Gentile signora, immagino quanta tensione ci sia in questo momento in casa! La domanda che lei mi pone necessita di numerosi approfondimenti, per poter capire bene cosa stia realmente accadendo. Il problema da lei riportato è molto generico. Sua figlia frequenta il primo anno di scuola media, dunque presumo abbia cambiato i suoi compagni di classe, questo potrebbe essere un fattore da valutare (come si relaziona con il gruppo classe? La ragazza evita altri contesti sociali di aggregazione: palestra, danza, oratorio etc? Teme i luoghi in cui è esposto a giudizio e critica? Qual è il clima scolastico vissuto dalla ragazza? La ragazza riporta episodi spiacevoli avvenuti in ambiente scolastico? Qual è il rapporto con i docenti? In passato non ha mai presentato nessun malessere legato all’ambiente scolastico? Vi sono eventi familiari significativi avvenuti nell’ultimo anno?).
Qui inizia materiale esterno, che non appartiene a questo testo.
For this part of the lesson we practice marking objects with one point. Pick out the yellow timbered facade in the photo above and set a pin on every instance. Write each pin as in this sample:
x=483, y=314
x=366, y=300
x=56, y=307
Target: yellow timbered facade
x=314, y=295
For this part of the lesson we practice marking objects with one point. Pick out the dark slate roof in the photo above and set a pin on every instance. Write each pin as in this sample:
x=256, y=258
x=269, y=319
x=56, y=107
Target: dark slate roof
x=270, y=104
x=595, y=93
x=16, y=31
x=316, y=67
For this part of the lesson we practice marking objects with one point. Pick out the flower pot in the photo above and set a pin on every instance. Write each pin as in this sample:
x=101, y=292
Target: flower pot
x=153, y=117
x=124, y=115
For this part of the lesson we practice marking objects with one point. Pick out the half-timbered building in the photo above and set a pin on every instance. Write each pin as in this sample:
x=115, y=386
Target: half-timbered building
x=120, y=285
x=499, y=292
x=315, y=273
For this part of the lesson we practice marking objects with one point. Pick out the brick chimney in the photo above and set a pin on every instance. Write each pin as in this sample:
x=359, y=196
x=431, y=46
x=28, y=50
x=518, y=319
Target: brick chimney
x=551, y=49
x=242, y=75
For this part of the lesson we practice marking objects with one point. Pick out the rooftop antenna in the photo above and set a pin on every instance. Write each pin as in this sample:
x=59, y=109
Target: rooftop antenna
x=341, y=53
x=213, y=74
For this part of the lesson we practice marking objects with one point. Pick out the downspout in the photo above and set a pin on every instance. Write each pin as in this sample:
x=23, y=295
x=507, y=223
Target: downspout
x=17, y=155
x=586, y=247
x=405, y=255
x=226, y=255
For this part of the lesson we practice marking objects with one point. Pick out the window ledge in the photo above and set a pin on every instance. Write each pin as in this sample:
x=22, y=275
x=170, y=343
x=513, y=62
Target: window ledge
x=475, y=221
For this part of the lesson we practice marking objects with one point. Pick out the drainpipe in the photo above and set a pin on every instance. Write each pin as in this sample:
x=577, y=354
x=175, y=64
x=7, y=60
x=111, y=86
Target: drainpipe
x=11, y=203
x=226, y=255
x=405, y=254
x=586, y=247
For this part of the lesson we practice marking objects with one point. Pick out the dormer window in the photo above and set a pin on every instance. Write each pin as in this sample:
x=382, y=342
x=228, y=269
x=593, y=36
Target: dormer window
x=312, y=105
I motivi che spingono un bambino o un adolescente a non frequentare la scuola possono essere molteplici, è necessario prima di tutto capire cosa stia accadendo, cercando di instaurare un dialogo  e un rapporto di fiducia con sua figlia e secondariamente agire per affrontare al meglio la situazione. A volte, alcuni comportamenti messi in atto dai genitori, in modo del tutto benevolo, potrebbero alimentare il problema piuttosto che arginarlo. Come si comporta quando la ragazza dice di non voler andare a scuola? Potremmo trovarci di fronte ad una fobia scolastica ma, ogni valutazione in questo momento sarebbe azzardata e non corretta, è necessario, come ampiamente descritto in precedenza, effettuare adeguati approfondimenti.

Dopo queste doverose premesse, vorrei parlarle brevemente della FOBIA SCOLASTICA e di come si presenta. La possiamo definire come un blocco ad andare e rimanere a scuola, accompagnata da preoccupazione, umore depresso e ansia. L’assenza da scuola non è legata a svogliatezza e disinteresse scolastico, al contrario, spesso sono bambini/adolescenti molto studiosi e volenterosi che trascorrono intere giornate a studiare. I sintomi di rifiuto scolare si presentano di solito in modo graduale, solitamente insorgono dopo un periodo di assenza da scuola, ad esempio dopo una malattia o dopo una lunga assenza per festività (tipico dopo le vacanze natalizie).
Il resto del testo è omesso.